Another highly publicized example of invasive fish is the wave of Asian carp making their way through American waterways.
Species such as Silver, Bighead, Grass and Black Carp were introduced from Asia by humans to control algae and plankton in farm ponds and commercial catfish ponds. Similar to the Bream and bass plaguing the Laurel Dace, however, flooding in the late-’80s and early-’90s allowed these carp to enter the Mississippi River.
Since then, their populations have boomed, and they have continued to advance through the river and its tributaries, wreaking havoc on wide swaths of the Mississippi and its tributaries. Some have even been found as far as the headwaters of the Tennessee River near Knoxville, Tennessee.
These carp cause harm to the environment around them by disrupting the natural ecosystem. While they don’t prey on juvenile or adult native fish, they compete for the same food resources — plankton and algae — that young native fish need to grow and thrive.
Because these carp are so much larger and more aggressive than young native fish, they outcompete them, diminishing native populations. They also reproduce quickly, meaning they compete to occupy space in the rivers and crowding out native populations.

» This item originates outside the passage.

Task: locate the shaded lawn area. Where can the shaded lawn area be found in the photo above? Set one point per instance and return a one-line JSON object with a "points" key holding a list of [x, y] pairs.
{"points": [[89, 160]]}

“Just imagine if all of your neighbors decided they all needed to come and live in your house,” Kuhajda says. “You would be stressed.”
The kudzu conundrum
Thanks to kudzu’s creeping domination of their hills and woods, most residents of the Southeast are all too aware of the problematic potential of non-native plants, which can be just as devastating as invasive animals.
This climbing vine native to Asia was brought to the United States in the 19th century as an ornamental plant. In the 20th century, farmers were encouraged to use it as a cover crop for erosion control. In the decades since, however, kudzu’s rapid growth and the relative absence of natural predators allowed it to quickly overwhelms native plants and choke them out of the environment.
“When I think of invasive plants, I think of non-native plants that reproduce so well and grow so rapidly and aggressively within their ecosystem that they dominate it to the exclusion of other plants or even animals,” says Aquarium Horticulturist II Austin Prater.
Despite their impact on habitats of which they are not a natural component and the bad press of the “invasive” label, non-native species are not, in and of themselves, “bad.”
In their natural habitats, these plants and animals developed alongside and exist in harmony with the other species of their ecosystem. There are natural mechanisms in place to contain them, such as predators or the presence of other equally competitive species. The problems begin when they leave their native ecosystems and are introduced to places they don’t belong that lack balancing elements to keep them in check.
Some non-native species began their invasion unintentionally, such as the sap-sucking Hemlock Woolly Adelgid ravaging North American hemlock trees. These minuscule aphid-like insects arrived by hitchhiking on shipping containers from their native countries.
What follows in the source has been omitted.